According to the progressive argument, the mainstream media, and pseudo-conservatives such as David Frum and Jennifer Rubin, the Tea Party groups have radicalized the GOP moving them to extreme right wing positions.
While everyone is concentrating on us tyrannical conservatives they have missed the real story. One by one members of the "Blue Dog" Democratic caucus have been disappearing from Congress
According to Fox..the Democratic party is now ruled by unions and others in the far left:
In Tuesday’s Pennsylvania Primary, two members of the Blue Dog Coalition, the Clinton-era House caucus of moderate Democrats came up short against more liberal opponents.Of course that's what Fox News claims. If these "blue dogs" were disappearing because the Democratic party has become more radical, why haven't we heard about the radicalization from the main stream media. Could there be a more epicurean-oriented reason for the disappearance?

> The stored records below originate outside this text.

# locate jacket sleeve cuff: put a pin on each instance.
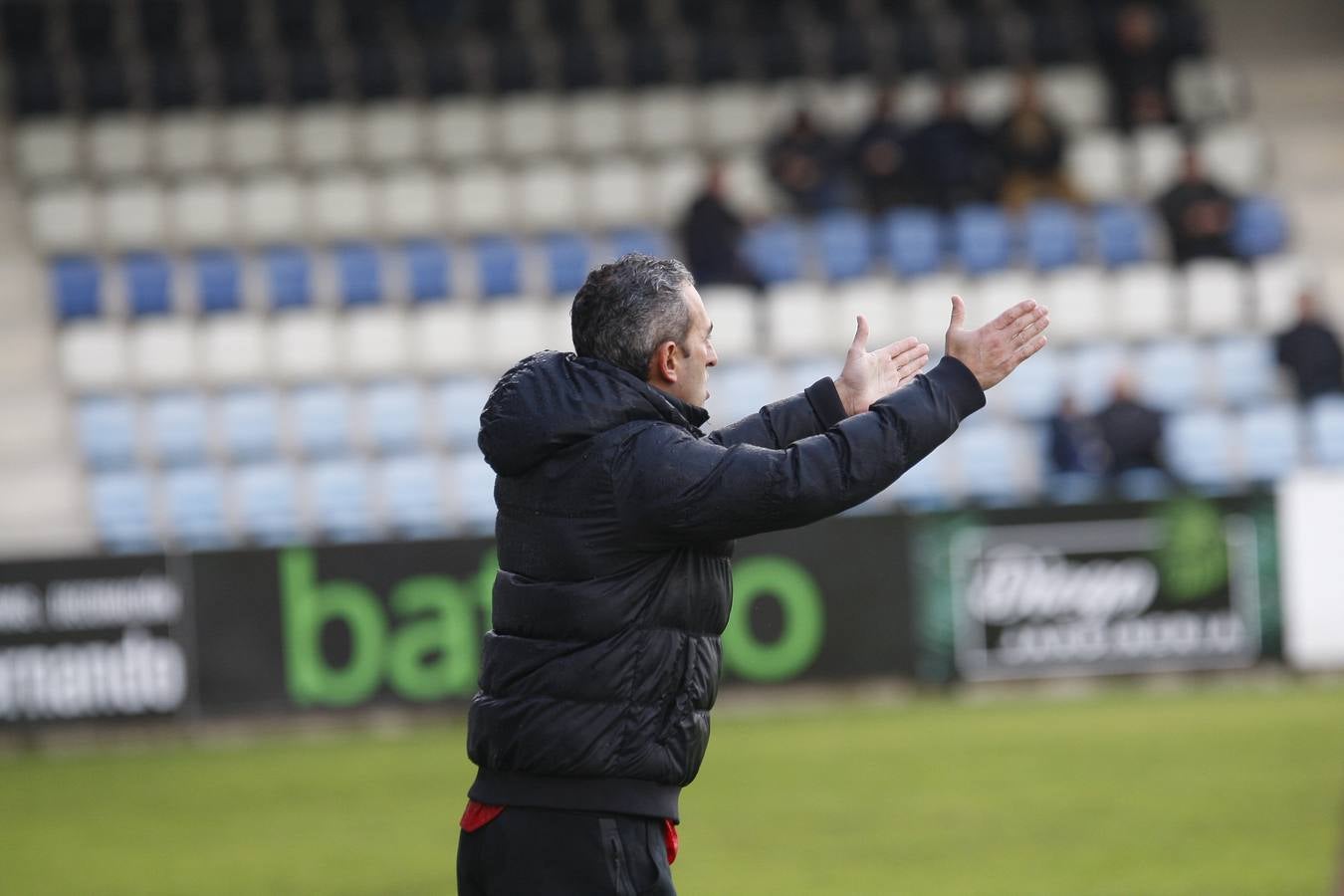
(960, 384)
(825, 402)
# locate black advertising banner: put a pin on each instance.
(92, 638)
(1178, 584)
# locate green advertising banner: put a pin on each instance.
(1178, 584)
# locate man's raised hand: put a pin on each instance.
(1001, 345)
(870, 375)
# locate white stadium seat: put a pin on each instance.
(254, 140)
(272, 208)
(185, 142)
(118, 145)
(323, 134)
(47, 148)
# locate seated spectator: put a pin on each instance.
(951, 161)
(1199, 214)
(803, 162)
(1310, 352)
(1031, 149)
(1137, 58)
(878, 157)
(1131, 431)
(711, 235)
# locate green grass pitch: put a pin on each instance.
(1229, 790)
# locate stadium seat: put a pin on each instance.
(375, 341)
(1170, 375)
(413, 496)
(1051, 235)
(164, 352)
(845, 243)
(1216, 297)
(1243, 369)
(1198, 448)
(93, 356)
(234, 348)
(266, 496)
(1270, 438)
(394, 416)
(983, 238)
(195, 508)
(123, 511)
(429, 272)
(1259, 227)
(913, 241)
(1145, 301)
(107, 433)
(76, 287)
(1325, 430)
(179, 427)
(249, 423)
(1121, 234)
(359, 274)
(777, 251)
(148, 284)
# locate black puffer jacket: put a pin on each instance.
(615, 526)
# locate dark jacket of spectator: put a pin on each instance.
(1312, 353)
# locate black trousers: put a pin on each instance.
(544, 852)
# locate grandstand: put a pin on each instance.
(264, 261)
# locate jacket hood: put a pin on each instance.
(553, 400)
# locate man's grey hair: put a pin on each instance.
(626, 310)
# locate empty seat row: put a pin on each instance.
(351, 274)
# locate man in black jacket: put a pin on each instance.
(614, 530)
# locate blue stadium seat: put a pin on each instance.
(77, 287)
(322, 419)
(1270, 439)
(148, 284)
(429, 270)
(1259, 227)
(776, 250)
(1325, 430)
(249, 423)
(845, 242)
(1121, 234)
(567, 258)
(107, 431)
(1170, 373)
(1198, 448)
(359, 272)
(122, 511)
(194, 504)
(500, 266)
(394, 415)
(341, 500)
(983, 238)
(1051, 235)
(1244, 369)
(179, 427)
(413, 496)
(913, 241)
(266, 496)
(288, 277)
(219, 280)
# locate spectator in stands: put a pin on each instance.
(1131, 430)
(1310, 352)
(1137, 57)
(951, 160)
(1198, 212)
(878, 157)
(1031, 149)
(711, 235)
(803, 162)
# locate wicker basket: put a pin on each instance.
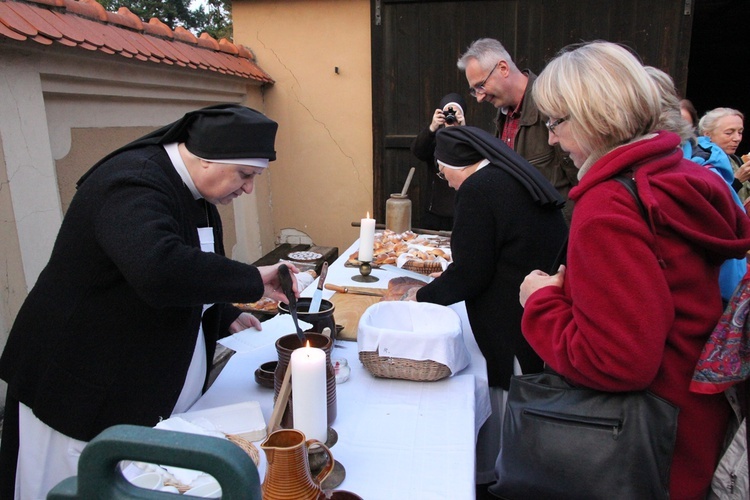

Rep Tim Holden, who has represented a district stretching east from Harrisburg for a decade, lost to a personal injury attorney, Matt Cartwright.
Rep. Jason Altmire, who snatched a Republican-held seat in suburban Pittsburgh during the Democratic wave election of 2006, lost in a member-on-member primary to Rep. Mark Critz, the labor-backed successor to the late Rep. John Murtha.
The Obama era has been murder on the Blue Dogs. There were 54 members in 2009 but only 26 in 2011.
Obama’s health law is one of the main culprits. After the president made promises about fiscal constraints, most of the members signed on to his health law. Those votes proved fatal to the careers of several members from red-leaning districts who either retired in the face of impossible odds or were beaten.
Altmire and Holden survived by voting against the health law and survived the Republican wave of 2010. But, they paid the price for disloyalty last night as Democrats picked backers of the Obama law over opponents. Labor groups started their campaign in 2010 with anti-incumbent efforts against Democrats in Arkansas, Pennsylvania and elsewhere.
To get a sense of the power unions hold in the new Democratic Party, not one endangered Senate Democrat could be enticed on Tuesday to vote for a Republican-backed measure that would have blocked a move by the National Labor Relations Board creating snap elections. A vote for that bill could have been a big help to red-state Democrats, but none would buck the unions on the issue.